« The Impossible Becomes Real: REST "security" understanding reaches new lows | Main | PHP Security Redux »

Comments

James

Liferay Enterprise Portal has already jumped on the security bandwagon and is miles ahead of its closed source competitors. Maybe if security folks started amplifying the products that are built on sound security practices then things would get better.

Gunnar

Right, there are a number of cases where open source is ahead, but it is not automatically ahead of closed source in all cases. For example, while MS is hiring every security person they can find, security people are bailing out of PHP for lack of support. Look at how many people work on Apache project? How may work on mod_security and mod_proxy?

LonerVamp

Good post. I think open source has peer review which can "out" issues with the code more quickly. But closed source has more economic incentive to incorporate security.

Stefan's story is felt beyond pro bono open source projects and is part of any security team's experience in the corporate space. Trying to bake security into a process is largely met with lots of dislike and even hate...until management buys in or an incident pressures the stakeholders or money coffers.

I feel that as long as technology is moving at this rapid clip, trying to get security to catch up is a nearly futile effort. Everyone wants features and functionality, not "limiting" security. Security is best adopted with established technology and operations and processes. In the end, almost everyone would rather get something done, than jeopardize getting it done but with security added in. :(

I posted more thoughts a few days ago on Open Source in my link.

PHP Developer

"The people involved are too poisonous and arrogant to change, therefore PHP will not change and become safe."

This statement is by Andrew van der Stock of OWASP, not Stefan Esser. The poisonous, arrogant attitude he is referring to is Stefan Esser's.

Stefan's departure from PHP is a good thing, and his public reasons for unsubscribing from [email protected] are dishonest.

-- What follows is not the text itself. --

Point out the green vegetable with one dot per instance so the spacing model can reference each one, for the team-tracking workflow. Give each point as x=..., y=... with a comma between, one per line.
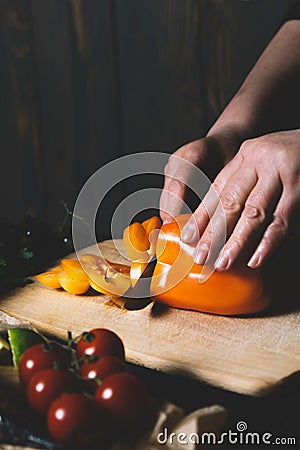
x=21, y=339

You did get one thing right. This isn't the first time we have seen this, but now that Stefan is gone, hopefully it's the last.

Sam

I have to agree with the anonymous PHP developer, Gunnar: Stefan Esser has a history of being profoundly negative, hostile, and self-aggrandizing, so I am not surprised to see him pack up and take his marbles home. He has made spot-on observations and technical criticism of PHP security flaws, but I find that I have to run everything he writes through a "remove Stefan's vitriol" filter.

That said, I do agree that PHP needs a security architecture (I'm not sure what happened to Andrew's proposal; I'll have to ask him). Ease of entry for unskilled programmers is not completely to blame for PHP's security woes. (Likewise, a security architecture such as you find in Java or .NET is not nearly enough for developers to write secure software.) It's also clear that, as you have written before, the open source world is not keeping pace with changes in the security world in nearly the same way that Microsoft does. Near the heart of the matter is your question about the role of market and customer relationship in open source. I have no answers right now but would like to explore that further.

Gunnar

Sam: exactly. Customer demands drive a lot of what closed source vendors do. In many cases this involves said vendors developing lots of chrome. Fleeing this chrome is what drives a lot of us to open source.

But customers discover that they rely on their systems and don't like data to disappear or their SSNs broadcast on the web, and so they evolve. They start asking/demanding vendors do a better job with security. Some of the smart vendors like MS listen.

Now open source is not driven as much by this customer-supplier ethos. There ae lots of good things about not being totally customer focused, for one thing it gives way to systems like OpenBSD that can push the envelope on security, but what about general purpose open source like LAMP? They are not dealing with security on the same level as the leading edge closed source vendors and they are not innovating (or even learning from the innovations) like leading edge open source projects. So what drives these projects to improve their security? Microsoft has been hiring every security person they can for years. In open source it is fine to dismiss someone who leaves a project as a jerk, but where is the Plan B for security?

The comments to this entry are closed.